Resolving subcellular plant metabolism

Plant cells are characterized by a high degree of compartmentalization and a diverse proteome and metabolome. Only a very limited number of studies has addressed combined subcellular proteomics and metabolomics which strongly limits biochemical and physiological interpretation of large‐scale ’omics data. Our study presents a methodological combination of nonaqueous fractionation, shotgun proteomics, enzyme activities and metabolomics to reveal subcellular diurnal dynamics of plant metabolism. Subcellular marker protein sets were identified and enzymatically validated to resolve metabolism in a four‐compartment model comprising chloroplasts, cytosol, vacuole and mitochondria. These marker sets are now available for future studies that aim to monitor subcellular metabolome and proteome dynamics. Comparing subcellular dynamics in wild type plants and HXK1‐deficient gin2‐1 mutants revealed a strong impact of HXK1 activity on metabolome dynamics in multiple compartments.

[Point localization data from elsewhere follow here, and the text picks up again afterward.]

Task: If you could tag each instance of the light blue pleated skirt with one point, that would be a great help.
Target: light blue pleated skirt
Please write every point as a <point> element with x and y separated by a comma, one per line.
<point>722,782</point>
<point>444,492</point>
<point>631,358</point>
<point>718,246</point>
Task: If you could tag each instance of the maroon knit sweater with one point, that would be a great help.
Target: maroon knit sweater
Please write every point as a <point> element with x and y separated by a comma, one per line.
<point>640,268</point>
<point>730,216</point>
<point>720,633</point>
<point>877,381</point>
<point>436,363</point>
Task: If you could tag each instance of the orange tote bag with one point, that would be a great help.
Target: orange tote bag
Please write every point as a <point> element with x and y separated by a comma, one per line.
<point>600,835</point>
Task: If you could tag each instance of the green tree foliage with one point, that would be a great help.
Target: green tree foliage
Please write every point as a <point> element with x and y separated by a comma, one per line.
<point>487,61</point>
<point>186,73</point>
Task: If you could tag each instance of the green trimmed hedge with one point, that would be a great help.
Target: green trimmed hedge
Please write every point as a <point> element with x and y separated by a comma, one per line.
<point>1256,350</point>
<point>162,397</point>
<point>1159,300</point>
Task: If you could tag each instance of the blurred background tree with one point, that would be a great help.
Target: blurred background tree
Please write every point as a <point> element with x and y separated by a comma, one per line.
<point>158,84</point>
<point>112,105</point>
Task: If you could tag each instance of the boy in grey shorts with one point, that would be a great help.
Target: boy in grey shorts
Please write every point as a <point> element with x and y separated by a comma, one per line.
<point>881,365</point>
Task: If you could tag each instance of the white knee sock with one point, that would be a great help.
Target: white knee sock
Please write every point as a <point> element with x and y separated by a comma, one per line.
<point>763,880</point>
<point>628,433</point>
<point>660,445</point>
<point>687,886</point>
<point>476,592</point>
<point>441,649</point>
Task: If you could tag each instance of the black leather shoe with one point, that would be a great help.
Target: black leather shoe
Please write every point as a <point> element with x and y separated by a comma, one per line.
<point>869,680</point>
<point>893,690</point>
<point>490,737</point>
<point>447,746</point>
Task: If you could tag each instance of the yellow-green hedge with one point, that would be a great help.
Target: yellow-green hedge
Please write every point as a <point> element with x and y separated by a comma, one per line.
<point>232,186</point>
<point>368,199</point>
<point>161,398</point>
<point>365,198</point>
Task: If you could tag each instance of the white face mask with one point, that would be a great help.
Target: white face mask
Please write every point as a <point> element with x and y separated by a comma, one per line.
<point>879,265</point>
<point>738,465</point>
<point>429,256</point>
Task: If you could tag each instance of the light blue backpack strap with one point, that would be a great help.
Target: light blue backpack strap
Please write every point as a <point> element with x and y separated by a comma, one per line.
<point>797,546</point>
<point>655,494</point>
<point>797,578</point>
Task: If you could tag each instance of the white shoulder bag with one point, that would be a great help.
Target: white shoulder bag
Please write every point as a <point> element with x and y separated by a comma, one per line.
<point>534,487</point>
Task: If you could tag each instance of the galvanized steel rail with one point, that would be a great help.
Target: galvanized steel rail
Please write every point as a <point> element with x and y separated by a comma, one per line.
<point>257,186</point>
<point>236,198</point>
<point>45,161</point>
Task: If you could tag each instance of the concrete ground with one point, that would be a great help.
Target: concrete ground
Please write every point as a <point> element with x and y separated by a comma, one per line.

Glucose accumulation in the cytosol of gin2‐1 was accompanied by diminished vacuolar glucose levels. Subcellular dynamics of pyruvate, succinate and fumarate amounts were significantly affected in gin2‐1 and coincided with differential mitochondrial proteome dynamics. Lowered mitochondrial glycine and serine amounts in gin2‐1 together with reduced abundance of photorespiratory proteins indicated an effect of the gin2‐1 mutation on photorespiratory capacity. Our findings highlight the necessity to resolve plant metabolism to a subcellular level to provide a causal relationship between metabolites, proteins and metabolic pathway regulation.